Sabang (MA) – Meskipun sempat dinyatakan bebas dari jeratan hukum, namun Kejaksaan Negeri (Kejari) Sabang berhasil memenjarakan pejabat Badan Pengusahaan Kawasan Sabang (BPKS), terkait kasus korupsi pekerjaan Review Design Pembangunan Terminal Pelabuhan Balohan, Kecamatan Sukajaya, Kota Sabang, yang dilakukan oleh T. Harri Kurnisyah alias Hari Bombom.
Kepala Kejaksaan Negeri (Kajari) Sabang Choirun Parapat, S.H.,M.H. melalui Kepala Seksi Tindak Pidana Khusus mengatakan, Kejaksaan Negeri Sabang telah melaksanakan Eksekusi terpidana korupsi atas nama T. Harri Kurnisyah, ST bin T. Hussain Alamsyah alias Hari Bombom dalam perkara Pekerjaan Review Design Pembangunan Terminal Pelabuhan Balohan Sabang Tahun Anggaran 2016., katanya.
Dijelaskan, T. Harri Kurnisyah alias Hari Bombom telah melanggar pasal 2 ayat (1) jo pasal 3 jo pasal 18 ayat (1) huruf a, b ayat (2) dan ayat (3) UU RI Nomor 20 tahun 2001 tentang Perubahan atas UU RI Nomor 31 Tahun 1999 tentang Pemberantasan Tindak Pidana Korupsi jo pasal 55 ayat (1) ke-1 KUHPidana.

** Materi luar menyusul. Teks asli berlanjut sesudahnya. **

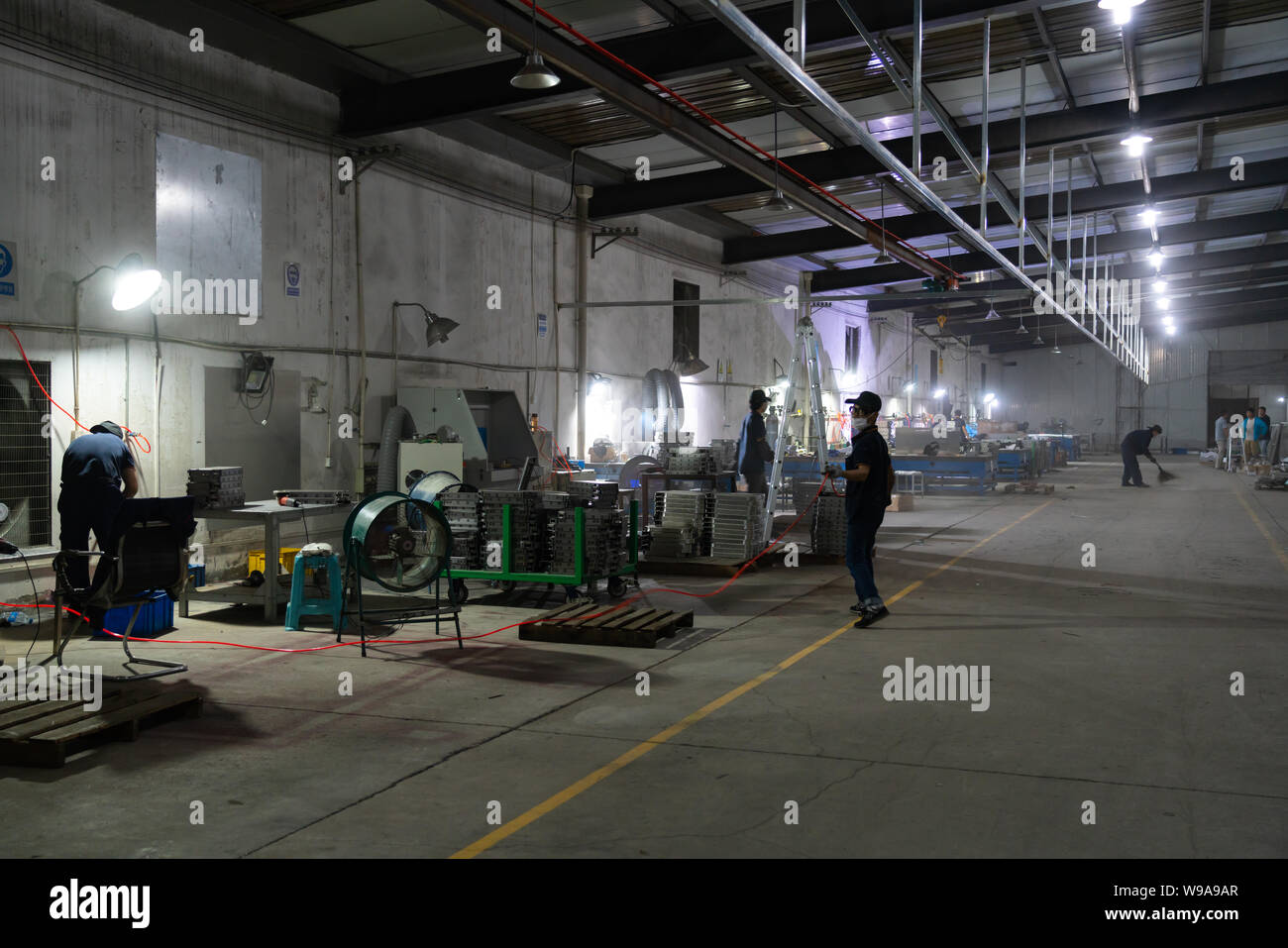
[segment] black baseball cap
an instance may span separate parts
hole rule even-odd
[[[115,434],[121,441],[125,441],[125,431],[115,421],[99,421],[90,430],[90,434]]]
[[[864,415],[881,411],[881,395],[876,392],[860,392],[858,398],[846,398],[845,403],[859,406],[859,411]]]

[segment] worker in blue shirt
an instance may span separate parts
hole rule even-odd
[[[742,433],[738,435],[738,473],[747,480],[750,493],[769,493],[765,479],[765,465],[774,460],[774,450],[765,439],[765,406],[769,395],[764,389],[756,389],[747,399],[747,417],[742,420]]]
[[[877,592],[872,556],[885,509],[890,506],[894,466],[890,448],[877,429],[881,397],[860,392],[858,398],[845,401],[850,406],[850,430],[854,433],[850,456],[845,459],[845,470],[828,465],[823,475],[845,479],[845,565],[850,568],[859,596],[850,612],[859,616],[857,626],[869,626],[890,614]]]
[[[58,541],[64,550],[88,550],[90,529],[99,549],[103,549],[121,502],[139,492],[139,475],[121,426],[115,421],[103,421],[89,430],[63,452],[62,492],[58,495],[62,531]],[[86,558],[70,558],[67,578],[77,589],[89,586]]]
[[[1252,441],[1256,442],[1257,455],[1270,459],[1270,416],[1266,406],[1257,408],[1257,417],[1252,420]]]
[[[1136,456],[1145,455],[1150,461],[1154,461],[1154,456],[1149,453],[1149,442],[1154,439],[1155,434],[1162,433],[1162,426],[1154,425],[1153,428],[1141,428],[1123,438],[1123,487],[1149,487],[1140,477],[1140,464],[1136,461]]]

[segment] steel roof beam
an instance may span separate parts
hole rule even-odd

Berdasarkan Putusan Mahkamah Agung Republik Indonesia Nomor 2455 K/Pid.Sus/2021 tanggal 15 September 2021 dan sesuai Surat Perintah Pelaksanaan Putusan Kejaksaan Negeri Sabang (P-48) Nomor : B-402/L.1.16/Ft.1/10/2021 tanggal 29 Oktober 2021 melaksanakan Putusan Mahkamah Agung Republik Indonesia oleh bidang Tindak Pidana Khusus.
Pelaksanaan eksekusi dipimpin oleh Kepala Seksi Tindak Pidana Khusus Fri Wisdom Sumbayak, S.H beserta staf Tindak Pidana Khusus dan didampingi oleh Bidang Intelejen sebagai pengamanan jalannya eksekusi ke Rumah Tahanan Negara (Rutan) Kelas IIB Banda Aceh.
Keputusan Mahkamah Agung menentukan bahwa, menjatuhkan pidana kepada terdakwa T. Harri Kurnisyah, ST bin T Hussain Alamsyah alias Hari Bombom, dengan pidana penjara selama 1 (satu) tahun dan pidana sebesar Rp. 50.000.000 (lima puluh juta rupiah) dengan ketentuan apabila pidana denda tidak dibayarkan maka diganti dengan pidana kurungan selama 1 (satu) bulan.
Kepada Hari Bombom dihukum juga untuk membayar uang pengganti sebesar Rp. 73.995.500 (tujuh puluh tiga juta sembilan ratus sembilan puluh lima ribu lima ratus rupiah) dan juga membebankan kepada terdakwa untuk membayar biaya perkara pada tingkat kasasi sebesar Rp. 2.500 (dua ribu lima ratus rupiah)., jelasnya.
Lebih lanjut diungkapkan yang mana sebelumnya putusan Pengadilan Tindak Pidana Korupsi pada pengadilan Negeri Banda Aceh Nomor 15/Pid.Sus-TPK/2020/PN Bna tanggal 2 November 2020 membebaskan terdakwa. Namun, keputusan Mahkamah Agung menyatakan saudara T. Harri Kurnisyah alias Hari Bombom bersalah atas perbuatan menggelapkan uang negara dan wajib dihukum penjara.
Sebelum melaksanakan eksekusi terlebih dahulu telah dilakukan test swab antigen yang mana hasilnya menyatakan negatif dan langsung dimasukan ke Rutan Kelas II B Banda Aceh, pada Selasa siang.(*).